# Week 8: Mamba Tutorial: Good Bye Transformers, Welcome Mamba

![GAhTL-yXUAAs2SX.jpg](attachment:GAhTL-yXUAAs2SX.jpg)

<small> Source: From the author's tweet </small>

Welcome to the Week 8 Tutorial! 

Here, we will discuss a new architecture of NLP, Mamba! 

To recap, Mamba has better long-dependency capture due to its state space modeling. Unlike Transformers which rely on attention (HEAVY), Mamba has better efficiency to process a sequence of input. That's why it's been a hit, lately!



The objectives of this lab are as follows:
1. Understanding the technical details of Mamba by implementing it!

As always, feel free to ask us :)

---

## Import + All Layer except Mamba Block

In [None]:
from __future__ import annotations
import math
import json
import torch
import torch.nn as nn
import torch.nn.functional as F
from dataclasses import dataclass
from einops import rearrange, repeat, einsum
from typing import Union
from transformers.utils import WEIGHTS_NAME, CONFIG_NAME
from transformers.utils.hub import cached_file

In [40]:
@dataclass
class ModelArgs:
    d_model: int
    n_layer: int
    vocab_size: int
    d_state: int = 16
    expand: int = 2
    dt_rank: Union[int, str] = 'auto'
    d_conv: int = 4 
    pad_vocab_size_multiple: int = 8
    conv_bias: bool = True
    bias: bool = False
    
    def __post_init__(self):
        self.d_inner = int(self.expand * self.d_model)
        
        if self.dt_rank == 'auto':
            self.dt_rank = math.ceil(self.d_model / 16)
            
        if self.vocab_size % self.pad_vocab_size_multiple != 0:
            self.vocab_size += (self.pad_vocab_size_multiple
                                - self.vocab_size % self.pad_vocab_size_multiple)

In [41]:
class RMSNorm(nn.Module):
    def __init__(self,
                 d_model: int,
                 eps: float = 1e-5):
        super().__init__()
        self.eps = eps
        self.weight = nn.Parameter(torch.ones(d_model))


    def forward(self, x):
        output = x * torch.rsqrt(x.pow(2).mean(-1, keepdim=True) + self.eps) * self.weight

        return output

In [42]:
class ResidualBlock(nn.Module):
    def __init__(self, args: ModelArgs):
        """Simple block wrapping Mamba block with normalization and residual connection."""
        super().__init__()
        self.args = args
        self.mixer = MambaBlock(args)
        self.norm = RMSNorm(args.d_model)

    def forward(self, x):
        """
        Args:
            x: shape (b, l, d)    (See Glossary at top for definitions of b, l, d_in, n...)
    
        Returns:
            output: shape (b, l, d)

        Official Implementation:
            Block.forward(), https://github.com/state-spaces/mamba/blob/main/mamba_ssm/modules/mamba_simple.py#L297
            
            Note: the official repo chains residual blocks that look like
                [Add -> Norm -> Mamba] -> [Add -> Norm -> Mamba] -> [Add -> Norm -> Mamba] -> ...
            where the first Add is a no-op. This is purely for performance reasons as this
            allows them to fuse the Add->Norm.

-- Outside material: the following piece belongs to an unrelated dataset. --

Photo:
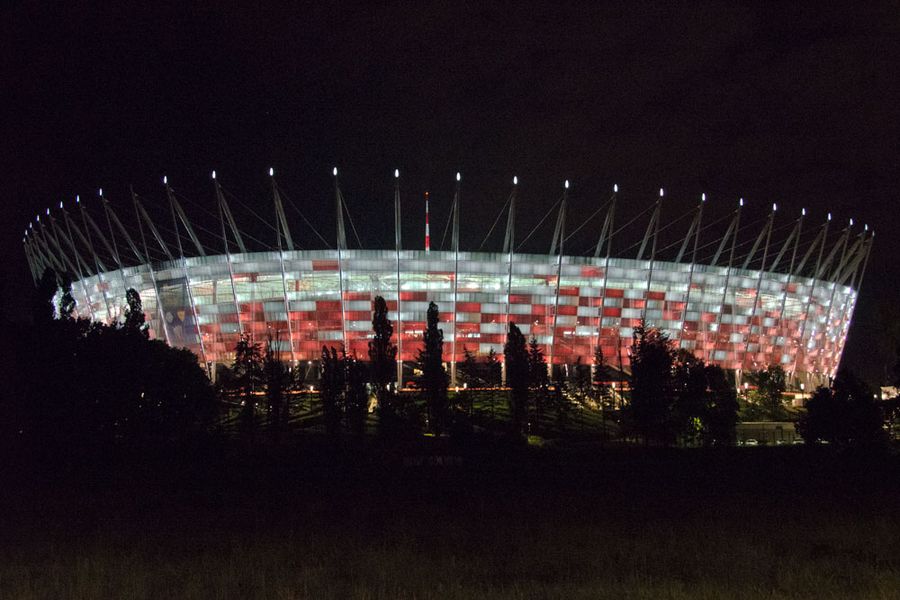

            We instead implement our blocks as the more familiar, simpler, and numerically equivalent
                [Norm -> Mamba -> Add] -> [Norm -> Mamba -> Add] -> [Norm -> Mamba -> Add] -> ....
            
        """
        output = self.mixer(self.norm(x)) + x

        return output
            

class RMSNorm(nn.Module):
    def __init__(self,
                 d_model: int,
                 eps: float = 1e-5):
        super().__init__()
        self.eps = eps
        self.weight = nn.Parameter(torch.ones(d_model))


    def forward(self, x):
        output = x * torch.rsqrt(x.pow(2).mean(-1, keepdim=True) + self.eps) * self.weight

        return output

class Mamba(nn.Module):
    def __init__(self, args: ModelArgs):
        """Full Mamba model."""
        super().__init__()
        self.args = args
        
        self.embedding = nn.Embedding(args.vocab_size, args.d_model)
        self.layers = nn.ModuleList([ResidualBlock(args) for _ in range(args.n_layer)])
        self.norm_f = RMSNorm(args.d_model)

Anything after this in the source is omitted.